Gilgit-Baltistan election results frozen as re-polling ordered at 26 polling stations

Gilgit-Baltistan election results frozen as re-polling ordered at 26 polling stations

By Staff Reporter

GILGIT: Gilgit-Baltistan Election Commission has ordered the suspension of final election results across all constituencies until re-polling is conducted at 26 polling stations spread across five seats, throwing the outcome of Saturday’s regional assembly vote into uncertainty even as the Pakistan Peoples Party held a commanding lead.

In a circular dated June 8 and addressed to returning officers in the affected constituencies, the commission said results could not be consolidated until votes from the re-polled stations were incorporated into the final count. The directive covered constituencies Skardu-II (GBA-8), Astore-I (GBA-13), Diamer-I (GBA-15), Diamer-II (GBA-16) and Diamer-III (GBA-17).

The commission told returning officers not to “open, scrutinise or count the postal ballots and not to finalise, consolidate, announce or issue the final result” of their respective constituencies until the re-polling was complete.

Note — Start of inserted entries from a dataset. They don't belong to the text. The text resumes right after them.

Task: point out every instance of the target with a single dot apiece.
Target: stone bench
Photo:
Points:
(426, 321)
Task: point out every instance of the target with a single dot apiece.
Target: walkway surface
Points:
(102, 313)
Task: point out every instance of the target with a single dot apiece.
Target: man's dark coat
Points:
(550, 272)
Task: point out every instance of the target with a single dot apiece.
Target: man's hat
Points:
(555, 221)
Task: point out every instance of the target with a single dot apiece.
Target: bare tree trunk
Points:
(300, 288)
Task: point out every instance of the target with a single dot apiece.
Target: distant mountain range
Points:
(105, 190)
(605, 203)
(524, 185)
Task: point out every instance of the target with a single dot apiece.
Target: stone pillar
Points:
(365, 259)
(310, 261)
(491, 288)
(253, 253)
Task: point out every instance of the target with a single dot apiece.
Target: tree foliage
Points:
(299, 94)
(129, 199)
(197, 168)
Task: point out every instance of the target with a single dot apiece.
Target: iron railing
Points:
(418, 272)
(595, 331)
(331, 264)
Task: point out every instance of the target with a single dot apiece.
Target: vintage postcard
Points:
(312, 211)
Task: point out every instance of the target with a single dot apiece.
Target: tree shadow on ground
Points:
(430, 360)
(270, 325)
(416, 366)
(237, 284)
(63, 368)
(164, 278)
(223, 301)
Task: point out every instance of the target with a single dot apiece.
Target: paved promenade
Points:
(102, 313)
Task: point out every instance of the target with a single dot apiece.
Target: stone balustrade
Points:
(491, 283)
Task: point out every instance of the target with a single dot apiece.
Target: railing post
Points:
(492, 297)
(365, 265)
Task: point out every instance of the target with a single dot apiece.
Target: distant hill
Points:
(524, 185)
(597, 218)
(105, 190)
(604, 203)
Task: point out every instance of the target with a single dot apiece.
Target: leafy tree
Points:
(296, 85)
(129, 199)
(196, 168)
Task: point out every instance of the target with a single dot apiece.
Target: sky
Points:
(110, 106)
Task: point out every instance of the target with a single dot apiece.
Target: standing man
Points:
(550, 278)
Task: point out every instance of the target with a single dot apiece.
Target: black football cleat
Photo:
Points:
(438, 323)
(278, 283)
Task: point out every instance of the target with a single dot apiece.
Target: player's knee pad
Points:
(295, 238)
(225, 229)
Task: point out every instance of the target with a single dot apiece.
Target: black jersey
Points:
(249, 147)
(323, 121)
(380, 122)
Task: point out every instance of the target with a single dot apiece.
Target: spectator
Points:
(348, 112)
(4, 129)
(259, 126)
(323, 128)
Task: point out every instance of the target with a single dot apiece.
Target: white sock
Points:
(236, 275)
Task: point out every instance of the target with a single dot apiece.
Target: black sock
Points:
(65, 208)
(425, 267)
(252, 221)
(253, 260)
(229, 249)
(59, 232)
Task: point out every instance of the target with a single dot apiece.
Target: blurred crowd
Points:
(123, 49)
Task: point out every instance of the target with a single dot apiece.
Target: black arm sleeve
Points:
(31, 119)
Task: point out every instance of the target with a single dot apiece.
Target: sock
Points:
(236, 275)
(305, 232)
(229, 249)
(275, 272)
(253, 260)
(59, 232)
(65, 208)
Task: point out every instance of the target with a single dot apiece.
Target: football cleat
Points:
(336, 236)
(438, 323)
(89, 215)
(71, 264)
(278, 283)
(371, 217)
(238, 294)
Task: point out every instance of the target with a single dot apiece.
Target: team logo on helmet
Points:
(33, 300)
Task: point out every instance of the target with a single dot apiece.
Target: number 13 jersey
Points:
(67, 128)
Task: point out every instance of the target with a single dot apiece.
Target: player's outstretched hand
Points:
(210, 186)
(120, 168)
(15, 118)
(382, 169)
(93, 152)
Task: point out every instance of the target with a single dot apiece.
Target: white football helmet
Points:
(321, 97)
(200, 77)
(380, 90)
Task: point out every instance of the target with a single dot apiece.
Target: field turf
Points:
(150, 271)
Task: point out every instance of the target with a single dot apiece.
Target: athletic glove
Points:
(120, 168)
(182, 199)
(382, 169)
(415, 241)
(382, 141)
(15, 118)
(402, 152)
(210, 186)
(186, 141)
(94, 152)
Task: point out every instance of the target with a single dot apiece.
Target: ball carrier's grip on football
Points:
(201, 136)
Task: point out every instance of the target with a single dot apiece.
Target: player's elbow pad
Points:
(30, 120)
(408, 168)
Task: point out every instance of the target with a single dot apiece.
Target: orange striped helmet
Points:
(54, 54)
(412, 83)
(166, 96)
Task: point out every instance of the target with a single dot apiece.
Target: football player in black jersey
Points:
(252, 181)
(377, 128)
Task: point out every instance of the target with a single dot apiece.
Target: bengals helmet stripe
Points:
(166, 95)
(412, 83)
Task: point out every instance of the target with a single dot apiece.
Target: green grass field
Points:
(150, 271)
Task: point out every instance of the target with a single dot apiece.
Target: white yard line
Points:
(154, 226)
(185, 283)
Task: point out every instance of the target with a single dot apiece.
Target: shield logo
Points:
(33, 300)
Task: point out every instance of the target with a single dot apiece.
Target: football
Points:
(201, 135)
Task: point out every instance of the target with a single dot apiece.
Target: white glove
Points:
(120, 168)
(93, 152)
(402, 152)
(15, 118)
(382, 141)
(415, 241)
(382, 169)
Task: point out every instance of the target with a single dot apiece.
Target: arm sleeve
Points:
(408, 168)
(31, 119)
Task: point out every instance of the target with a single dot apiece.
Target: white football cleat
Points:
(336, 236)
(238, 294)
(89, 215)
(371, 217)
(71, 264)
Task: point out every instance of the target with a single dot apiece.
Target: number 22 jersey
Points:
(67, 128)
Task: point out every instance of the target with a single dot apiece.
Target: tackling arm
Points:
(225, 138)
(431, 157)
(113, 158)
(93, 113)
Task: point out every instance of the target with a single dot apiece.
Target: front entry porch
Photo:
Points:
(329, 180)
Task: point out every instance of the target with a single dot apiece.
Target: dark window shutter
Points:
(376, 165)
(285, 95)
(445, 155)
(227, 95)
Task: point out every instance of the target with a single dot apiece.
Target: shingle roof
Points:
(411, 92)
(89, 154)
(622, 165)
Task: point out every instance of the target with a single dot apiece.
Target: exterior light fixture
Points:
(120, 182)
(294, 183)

GB Chief Election Commissioner Raja Shahbaz Khan said re-polling would take place on June 15 at 10 stations in Skardu-II, one each in Astore-I and Diamer-I, three in Diamer-II and 11 in Diamer-III. He said constituency-level Form-47 result sheets had been finalised but would not be issued until voting in the affected stations had concluded.

The election body separately ordered recounts in two additional constituencies — Ghizer-II (GBA-20) and Gilgit-III (GBA-3). The Ghizer-II recount was sought by both independent candidate Safdar Ali Shirazi and PPP candidate Nazir Ahmed Advocate, who alleged irregularities in the counting process.

The decisions came amid a chorus of complaints from multiple political parties. The PPP, Pakistan Tehreek-e-Insaf and Jamiat Ulema-e-Islam-Fazl all raised concerns about delays in announcing results, irregularities in the issuance of Form-45 polling station result slips, and alleged attempts to manipulate outcomes as preliminary tallies emerged.

The authorities stopped short of annulling results for entire seats, opting instead for targeted re-polling at specific stations.

Coalition arithmetic

Despite the suspensions, the broad outlines of the election outcome appeared to be taking shape. Unofficial results showed the PPP winning 10 to 11 of the assembly’s 24 seats, making it the single largest party in the Gilgit-Baltistan Legislative Assembly. The Pakistan Muslim League-Nawaz secured four seats, while independent candidates collectively took seven, and the Majlis Wahdat-e-Muslimeen claimed one.

With no party close to the 13-seat threshold needed for an outright majority, sources said a PPP-PML-N coalition was the most likely outcome. They said the arrangement could mirror the formula used at the federal level by the former Pakistan Democratic Movement alliance, with the PPP likely to take the chief minister’s office and the PML-N the governor’s post, with ministerial portfolios divided on a roughly 60-40 basis.

Prime Minister Shehbaz Sharif, whose PML-N governs at the federal level in coalition with the PPP, congratulated the people of Gilgit-Baltistan on the peaceful conduct of the election, and felicitated the PPP on emerging as the largest party.

Gilgit-Baltistan, a mountainous territory bordering China and Afghanistan, is administered by Islamabad and does not have the constitutional status of a full province, though its assembly elections are closely watched as a gauge of political sentiment nationally.